ASH: Oral Venous Thrombosis Agent Effective and Safe

Rivaroxaban may provide a simple, fixed-dose approach for short-term and continued treatment

MONDAY, Dec. 6 (HealthDay News) -- Rivaroxaban, an oral factor Xa inhibitor, may provide clinical practitioners with a simple, fixed-dosed regimen for the short-term and continued treatment of deep-vein thrombosis (DVT), according to a study published online Dec. 4 in the New England Journal of Medicine to coincide with presentation at the annual meeting of the American Society of Hematology, held from Dec. 4 to 7 in Orlando, Fla.

In an open-label, event-driven, noninferiority study, Rupert Bauersachs, M.D., of the Klinikum Darmstadt in Germany, and colleagues randomized 3,449 patients with acute, symptomatic DVT to oral rivaroxaban alone (15 mg twice daily for three weeks, followed by 20 mg once daily) or subcutaneous enoxaparin followed by a vitamin K antagonist (either warfarin or acenocoumarol) for three, six, or 12 months. In parallel, the investigators conducted a double-blind, event-driven superiority study and randomized patients who had completed six to 12 months of treatment for venous thromboembolism to rivaroxaban alone (20 mg once daily) or placebo for an additional six to 12 months.

With respect to the primary outcome -- recurrent venous thromboembolism -- the investigators found that rivaroxaban had noninferior efficacy compared with the enoxaparin-vitamin K antagonist group (hazard ratio, 0.68). Major bleeding or clinically relevant nonmajor bleeding occurred in 8.1 percent of patients in each group.
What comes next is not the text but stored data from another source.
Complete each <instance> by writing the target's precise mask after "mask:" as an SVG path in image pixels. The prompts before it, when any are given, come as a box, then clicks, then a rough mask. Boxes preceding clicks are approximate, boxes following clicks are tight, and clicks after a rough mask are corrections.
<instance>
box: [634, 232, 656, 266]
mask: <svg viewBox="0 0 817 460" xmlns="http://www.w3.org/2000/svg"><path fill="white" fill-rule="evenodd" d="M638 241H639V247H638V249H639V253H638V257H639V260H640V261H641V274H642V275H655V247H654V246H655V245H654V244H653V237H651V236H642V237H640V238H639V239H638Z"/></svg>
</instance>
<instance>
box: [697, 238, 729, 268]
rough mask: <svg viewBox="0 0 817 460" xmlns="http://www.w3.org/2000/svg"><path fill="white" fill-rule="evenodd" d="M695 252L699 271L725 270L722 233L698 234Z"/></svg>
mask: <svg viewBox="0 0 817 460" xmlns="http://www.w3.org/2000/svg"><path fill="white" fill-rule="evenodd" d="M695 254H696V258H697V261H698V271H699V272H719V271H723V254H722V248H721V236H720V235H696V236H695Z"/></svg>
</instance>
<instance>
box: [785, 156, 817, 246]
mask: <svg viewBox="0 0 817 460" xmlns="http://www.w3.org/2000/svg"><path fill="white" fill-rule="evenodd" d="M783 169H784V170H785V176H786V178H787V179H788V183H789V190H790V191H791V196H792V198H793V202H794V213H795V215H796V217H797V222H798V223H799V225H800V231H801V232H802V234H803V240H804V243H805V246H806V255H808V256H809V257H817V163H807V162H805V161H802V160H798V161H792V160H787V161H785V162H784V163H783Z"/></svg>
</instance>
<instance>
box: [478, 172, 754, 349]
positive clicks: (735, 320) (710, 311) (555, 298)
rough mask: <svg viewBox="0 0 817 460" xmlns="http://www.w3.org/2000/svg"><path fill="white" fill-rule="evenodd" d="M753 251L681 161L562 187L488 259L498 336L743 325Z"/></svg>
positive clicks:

In the continued-treatment study, patients receiving rivaroxaban experienced eight events and those who received placebo experienced 42 events (hazard ratio, 0.18). The difference in nonfatal major bleeding events between the two groups was not statistically significant.

"In conclusion, oral rivaroxaban, at a dose of 15 mg twice daily for the first three weeks, followed by 20 mg once daily thereafter, without the need for laboratory monitoring, may provide an effective, safe, single-drug approach to the initial and continued treatment of venous thrombosis," the authors write.

The study was funded by Bayer Schering Pharma and Ortho-McNeil; several authors disclosed financial ties to these and other pharmaceutical companies.